Well I’d really like to know how you can deduce this ^. How can you tell your algorithm is memory bound in Java.
I’ve been experimenting with data oriented design lately. For those who don’t know what it is : it’s based on the idea that your CPU uses L1, L2, L3 cache to store chunks of memory for fast access while processing. The caches works in a way that when your program access data at a memory address all nearby / consecutive data is also loaded in the cache, with the assumption that the program may access nearby data subsequently.
The problem is copying data in this cache is long so if your program treat chunks of data that are scattered throughout the ram, it will constantly load useless data in the cache an dismiss them right after. This is called a cache miss.
Basically there are a lot of programs where the CPU is just waiting for memory to be copied in the cache instead of processing it. That’s why cpus do branch prediction during “down” time to get ahead of future execution (that’s what lead to the Meltdown thingy not so long ago, but that’s another story).
When you think of a OOP structure you thing objects in objects in objects, this usually ends up in objects allocated far away in the memory (like your example of an array of objects, the pointers to the objects will be in one chunk in memory, but there is no guaranty of where will be the actual objects in memory)
The idea with data oriented design is to make your design around the data, and make sure all data that will be processed at the same time is continuous in memory to maximize cache efficiency.
So I experimented, with java of course, and the result were… totally unexpected. In the way that the DoD approach didn’t give me any perf boost… even the opposite. I tried many things: primitive types arrays, bytebuffers, even used the sun.misc.Unsafe to allocate memory myself… and I barely get on par with OOP design…

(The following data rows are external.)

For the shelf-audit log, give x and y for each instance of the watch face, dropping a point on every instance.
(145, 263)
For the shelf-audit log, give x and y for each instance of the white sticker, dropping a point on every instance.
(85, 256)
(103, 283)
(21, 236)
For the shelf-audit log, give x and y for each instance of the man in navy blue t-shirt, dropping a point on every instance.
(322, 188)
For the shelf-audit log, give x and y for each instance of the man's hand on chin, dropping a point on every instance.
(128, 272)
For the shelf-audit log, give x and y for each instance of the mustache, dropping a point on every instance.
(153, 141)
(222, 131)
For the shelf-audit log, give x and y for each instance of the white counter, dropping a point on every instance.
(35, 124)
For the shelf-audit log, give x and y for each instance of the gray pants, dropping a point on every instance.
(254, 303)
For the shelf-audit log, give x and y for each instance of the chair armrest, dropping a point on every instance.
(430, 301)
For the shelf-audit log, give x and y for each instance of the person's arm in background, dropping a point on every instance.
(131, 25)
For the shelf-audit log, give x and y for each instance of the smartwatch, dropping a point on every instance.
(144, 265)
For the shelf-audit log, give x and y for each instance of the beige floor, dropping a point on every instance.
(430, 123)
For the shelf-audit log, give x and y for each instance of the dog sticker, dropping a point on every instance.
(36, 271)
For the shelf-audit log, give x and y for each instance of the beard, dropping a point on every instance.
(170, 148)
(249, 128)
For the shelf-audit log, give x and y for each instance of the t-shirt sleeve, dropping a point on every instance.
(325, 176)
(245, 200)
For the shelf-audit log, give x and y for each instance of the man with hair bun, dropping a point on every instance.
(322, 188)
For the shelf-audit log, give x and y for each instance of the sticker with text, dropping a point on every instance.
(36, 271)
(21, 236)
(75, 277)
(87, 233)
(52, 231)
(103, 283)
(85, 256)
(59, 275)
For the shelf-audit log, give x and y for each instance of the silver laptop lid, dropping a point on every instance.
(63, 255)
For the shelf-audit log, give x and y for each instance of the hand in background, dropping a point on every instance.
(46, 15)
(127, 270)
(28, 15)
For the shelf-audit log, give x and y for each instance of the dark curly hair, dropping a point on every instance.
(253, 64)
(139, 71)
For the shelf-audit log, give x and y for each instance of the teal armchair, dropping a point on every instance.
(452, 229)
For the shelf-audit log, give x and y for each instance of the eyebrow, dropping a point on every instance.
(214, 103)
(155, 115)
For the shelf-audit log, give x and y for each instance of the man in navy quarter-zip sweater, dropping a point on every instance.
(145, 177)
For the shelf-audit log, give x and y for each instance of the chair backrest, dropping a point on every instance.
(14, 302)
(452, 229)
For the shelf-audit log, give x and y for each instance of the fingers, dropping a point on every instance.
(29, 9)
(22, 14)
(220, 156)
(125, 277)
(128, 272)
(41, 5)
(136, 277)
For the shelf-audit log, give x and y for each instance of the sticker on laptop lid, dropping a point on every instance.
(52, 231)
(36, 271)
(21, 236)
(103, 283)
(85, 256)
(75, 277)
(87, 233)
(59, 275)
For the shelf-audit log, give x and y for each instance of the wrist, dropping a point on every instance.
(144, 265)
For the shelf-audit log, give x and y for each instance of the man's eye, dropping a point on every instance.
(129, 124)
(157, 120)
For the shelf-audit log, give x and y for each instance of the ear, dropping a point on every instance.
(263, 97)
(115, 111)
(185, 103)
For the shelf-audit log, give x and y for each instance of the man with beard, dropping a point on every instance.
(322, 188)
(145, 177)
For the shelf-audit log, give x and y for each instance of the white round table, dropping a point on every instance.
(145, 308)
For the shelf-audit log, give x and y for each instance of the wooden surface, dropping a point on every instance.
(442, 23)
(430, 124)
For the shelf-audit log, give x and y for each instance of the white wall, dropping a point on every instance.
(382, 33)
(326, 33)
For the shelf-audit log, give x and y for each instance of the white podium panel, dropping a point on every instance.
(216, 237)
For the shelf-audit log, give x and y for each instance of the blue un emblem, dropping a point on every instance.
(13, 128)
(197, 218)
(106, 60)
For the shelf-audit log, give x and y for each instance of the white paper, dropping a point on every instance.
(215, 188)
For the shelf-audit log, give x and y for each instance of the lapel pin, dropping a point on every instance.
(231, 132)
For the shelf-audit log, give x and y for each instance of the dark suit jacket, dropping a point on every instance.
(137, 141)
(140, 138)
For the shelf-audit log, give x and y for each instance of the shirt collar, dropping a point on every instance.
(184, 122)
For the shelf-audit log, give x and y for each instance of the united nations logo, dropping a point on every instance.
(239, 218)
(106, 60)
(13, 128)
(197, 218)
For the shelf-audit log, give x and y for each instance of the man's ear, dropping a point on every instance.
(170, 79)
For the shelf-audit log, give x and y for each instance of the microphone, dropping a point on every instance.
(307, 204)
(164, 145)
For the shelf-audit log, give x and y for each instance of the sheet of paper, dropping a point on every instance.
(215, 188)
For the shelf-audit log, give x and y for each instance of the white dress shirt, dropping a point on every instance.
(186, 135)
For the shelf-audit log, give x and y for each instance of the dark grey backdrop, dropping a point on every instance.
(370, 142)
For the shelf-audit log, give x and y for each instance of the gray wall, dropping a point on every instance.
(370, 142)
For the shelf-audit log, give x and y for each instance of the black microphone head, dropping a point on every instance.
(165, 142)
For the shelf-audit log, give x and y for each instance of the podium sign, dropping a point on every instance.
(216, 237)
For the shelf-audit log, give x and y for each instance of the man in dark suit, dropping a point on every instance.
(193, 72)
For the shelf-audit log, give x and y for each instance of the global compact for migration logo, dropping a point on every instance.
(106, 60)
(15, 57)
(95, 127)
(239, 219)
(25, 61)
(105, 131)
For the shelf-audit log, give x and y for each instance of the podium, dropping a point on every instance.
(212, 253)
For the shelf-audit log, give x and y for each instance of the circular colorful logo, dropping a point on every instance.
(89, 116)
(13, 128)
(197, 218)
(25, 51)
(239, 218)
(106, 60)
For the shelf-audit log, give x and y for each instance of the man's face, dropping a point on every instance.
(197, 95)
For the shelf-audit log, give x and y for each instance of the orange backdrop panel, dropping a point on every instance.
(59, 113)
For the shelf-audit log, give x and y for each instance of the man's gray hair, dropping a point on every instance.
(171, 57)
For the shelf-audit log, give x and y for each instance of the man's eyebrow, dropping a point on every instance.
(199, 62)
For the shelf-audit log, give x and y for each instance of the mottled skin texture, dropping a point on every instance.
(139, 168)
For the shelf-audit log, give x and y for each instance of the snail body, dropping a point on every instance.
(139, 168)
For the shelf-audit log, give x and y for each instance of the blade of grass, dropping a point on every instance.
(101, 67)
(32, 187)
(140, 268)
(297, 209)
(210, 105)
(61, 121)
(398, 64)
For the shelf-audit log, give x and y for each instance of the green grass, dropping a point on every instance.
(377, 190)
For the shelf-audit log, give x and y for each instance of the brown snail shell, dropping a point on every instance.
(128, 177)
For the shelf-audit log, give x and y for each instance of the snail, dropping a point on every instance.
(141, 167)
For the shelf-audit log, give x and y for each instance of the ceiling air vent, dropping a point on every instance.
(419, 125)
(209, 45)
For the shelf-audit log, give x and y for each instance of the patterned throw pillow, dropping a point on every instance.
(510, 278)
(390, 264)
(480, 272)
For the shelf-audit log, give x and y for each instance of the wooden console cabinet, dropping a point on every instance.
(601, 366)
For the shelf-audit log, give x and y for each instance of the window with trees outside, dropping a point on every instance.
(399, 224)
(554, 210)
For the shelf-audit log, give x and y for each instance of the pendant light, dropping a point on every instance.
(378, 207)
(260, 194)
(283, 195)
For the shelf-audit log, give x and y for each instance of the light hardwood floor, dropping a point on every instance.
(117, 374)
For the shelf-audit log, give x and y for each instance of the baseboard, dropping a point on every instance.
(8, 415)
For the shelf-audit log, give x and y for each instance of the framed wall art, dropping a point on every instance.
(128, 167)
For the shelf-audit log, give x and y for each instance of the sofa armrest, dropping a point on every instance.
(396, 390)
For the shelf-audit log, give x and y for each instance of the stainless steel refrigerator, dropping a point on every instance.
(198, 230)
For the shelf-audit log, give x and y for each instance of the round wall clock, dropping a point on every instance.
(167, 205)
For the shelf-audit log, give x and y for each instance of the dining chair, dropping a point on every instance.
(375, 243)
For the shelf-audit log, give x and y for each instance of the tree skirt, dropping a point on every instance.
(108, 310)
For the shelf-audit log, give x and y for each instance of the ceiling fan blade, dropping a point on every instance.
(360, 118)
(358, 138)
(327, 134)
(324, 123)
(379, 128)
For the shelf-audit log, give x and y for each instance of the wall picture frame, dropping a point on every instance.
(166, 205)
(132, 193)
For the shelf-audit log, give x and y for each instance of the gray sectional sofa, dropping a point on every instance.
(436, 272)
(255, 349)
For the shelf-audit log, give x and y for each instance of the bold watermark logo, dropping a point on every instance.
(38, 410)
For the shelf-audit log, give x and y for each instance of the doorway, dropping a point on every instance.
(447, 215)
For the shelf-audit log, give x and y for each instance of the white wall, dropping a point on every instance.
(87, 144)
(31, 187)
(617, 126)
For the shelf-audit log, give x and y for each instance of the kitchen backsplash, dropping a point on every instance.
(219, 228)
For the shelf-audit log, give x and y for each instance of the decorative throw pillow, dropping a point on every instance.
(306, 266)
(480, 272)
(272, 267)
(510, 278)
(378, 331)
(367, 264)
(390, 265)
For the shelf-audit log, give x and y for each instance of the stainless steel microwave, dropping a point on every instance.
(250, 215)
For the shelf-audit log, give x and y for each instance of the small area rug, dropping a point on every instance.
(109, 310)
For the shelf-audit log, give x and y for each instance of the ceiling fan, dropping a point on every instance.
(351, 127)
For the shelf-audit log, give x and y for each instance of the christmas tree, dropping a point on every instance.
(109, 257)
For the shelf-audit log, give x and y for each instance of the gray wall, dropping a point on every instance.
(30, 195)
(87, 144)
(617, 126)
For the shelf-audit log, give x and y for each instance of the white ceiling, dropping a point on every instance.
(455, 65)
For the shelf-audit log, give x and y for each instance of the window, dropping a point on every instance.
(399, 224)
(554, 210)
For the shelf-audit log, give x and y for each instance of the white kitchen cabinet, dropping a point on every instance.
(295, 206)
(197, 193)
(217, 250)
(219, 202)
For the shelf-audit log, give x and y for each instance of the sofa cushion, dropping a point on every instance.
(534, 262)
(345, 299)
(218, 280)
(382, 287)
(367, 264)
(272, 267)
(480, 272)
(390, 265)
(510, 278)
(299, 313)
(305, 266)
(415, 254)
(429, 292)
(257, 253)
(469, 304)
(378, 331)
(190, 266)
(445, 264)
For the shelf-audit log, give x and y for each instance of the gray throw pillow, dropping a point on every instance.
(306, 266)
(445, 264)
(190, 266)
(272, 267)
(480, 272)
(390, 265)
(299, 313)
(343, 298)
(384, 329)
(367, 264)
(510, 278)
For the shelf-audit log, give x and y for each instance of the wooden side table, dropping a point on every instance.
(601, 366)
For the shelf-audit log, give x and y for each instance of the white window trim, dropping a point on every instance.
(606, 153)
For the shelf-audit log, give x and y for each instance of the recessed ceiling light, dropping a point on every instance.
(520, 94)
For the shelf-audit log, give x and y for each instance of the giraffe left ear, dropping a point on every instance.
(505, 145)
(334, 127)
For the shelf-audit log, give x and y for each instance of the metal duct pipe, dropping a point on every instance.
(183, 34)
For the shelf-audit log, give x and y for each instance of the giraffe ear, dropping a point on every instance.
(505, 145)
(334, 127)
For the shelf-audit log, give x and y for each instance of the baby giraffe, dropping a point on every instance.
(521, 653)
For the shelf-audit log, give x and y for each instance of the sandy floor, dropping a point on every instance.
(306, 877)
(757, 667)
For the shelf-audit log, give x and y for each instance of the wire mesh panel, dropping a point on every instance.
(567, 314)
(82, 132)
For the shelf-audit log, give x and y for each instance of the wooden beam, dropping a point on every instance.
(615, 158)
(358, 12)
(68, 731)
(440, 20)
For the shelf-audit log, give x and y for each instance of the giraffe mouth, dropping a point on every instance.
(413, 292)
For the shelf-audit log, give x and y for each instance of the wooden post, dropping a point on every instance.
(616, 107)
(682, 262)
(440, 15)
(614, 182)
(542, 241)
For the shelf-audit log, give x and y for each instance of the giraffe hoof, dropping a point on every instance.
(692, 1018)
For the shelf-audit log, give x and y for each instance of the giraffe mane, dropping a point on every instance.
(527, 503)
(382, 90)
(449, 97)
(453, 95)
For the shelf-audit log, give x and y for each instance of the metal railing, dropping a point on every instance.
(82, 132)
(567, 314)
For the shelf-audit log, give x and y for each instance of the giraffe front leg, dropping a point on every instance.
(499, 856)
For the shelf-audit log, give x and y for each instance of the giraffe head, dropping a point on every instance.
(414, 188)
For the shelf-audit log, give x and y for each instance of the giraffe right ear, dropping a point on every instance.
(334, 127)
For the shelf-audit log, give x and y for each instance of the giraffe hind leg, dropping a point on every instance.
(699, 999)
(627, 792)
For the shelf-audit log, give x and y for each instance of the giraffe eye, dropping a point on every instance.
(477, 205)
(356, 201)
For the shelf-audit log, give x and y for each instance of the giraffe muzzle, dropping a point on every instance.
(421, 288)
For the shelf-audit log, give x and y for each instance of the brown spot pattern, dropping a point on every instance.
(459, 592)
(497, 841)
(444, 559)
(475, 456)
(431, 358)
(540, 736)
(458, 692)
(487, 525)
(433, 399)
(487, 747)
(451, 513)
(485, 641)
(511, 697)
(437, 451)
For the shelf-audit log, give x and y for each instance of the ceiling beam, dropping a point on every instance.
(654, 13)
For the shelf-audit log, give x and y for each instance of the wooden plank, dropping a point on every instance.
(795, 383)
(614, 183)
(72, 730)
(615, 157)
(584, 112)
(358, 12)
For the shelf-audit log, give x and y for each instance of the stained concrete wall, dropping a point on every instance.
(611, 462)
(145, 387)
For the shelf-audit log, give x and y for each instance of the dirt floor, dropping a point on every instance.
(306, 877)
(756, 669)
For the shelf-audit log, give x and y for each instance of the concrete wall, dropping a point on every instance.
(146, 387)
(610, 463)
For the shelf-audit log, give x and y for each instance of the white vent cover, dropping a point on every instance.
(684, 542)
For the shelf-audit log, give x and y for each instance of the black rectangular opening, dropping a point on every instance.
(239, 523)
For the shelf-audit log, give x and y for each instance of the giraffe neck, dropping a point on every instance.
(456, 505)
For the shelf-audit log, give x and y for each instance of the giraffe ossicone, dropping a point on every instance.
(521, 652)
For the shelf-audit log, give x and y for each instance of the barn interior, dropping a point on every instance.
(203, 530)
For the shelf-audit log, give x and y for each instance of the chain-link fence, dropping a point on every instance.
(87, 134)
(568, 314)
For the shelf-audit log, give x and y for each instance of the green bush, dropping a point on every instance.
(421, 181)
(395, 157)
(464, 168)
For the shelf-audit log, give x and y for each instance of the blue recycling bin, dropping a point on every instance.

So I may have done shit… but, I’m not exactly the Java nooby… so I don’t know.
My assumption is this one (DISCLAIMER, this may be totally wrong, it’s just my idea based on empiric observation and I have no proof so take it as it is) : Hotspot aligns the memory to minimize cache misses. There is no guaranty of where the JVM will put your variables in memory. IMO that’s because they may move. And they move according the the most accessed memory.
So … if this is true… having struct won’t help that much. Sure it will minimize memory usage… But I really doubt it will give you a 2,33 perf gain as you claim.
Note that in C++ data oriented design is an immediate perf win. The approach is really interesting, and it’s worth a read or 2.
EDIT : and btw I’d be glad to have comments about “DoD in java” if some of you experimented. I couldn’t find a lot of literature on the topic.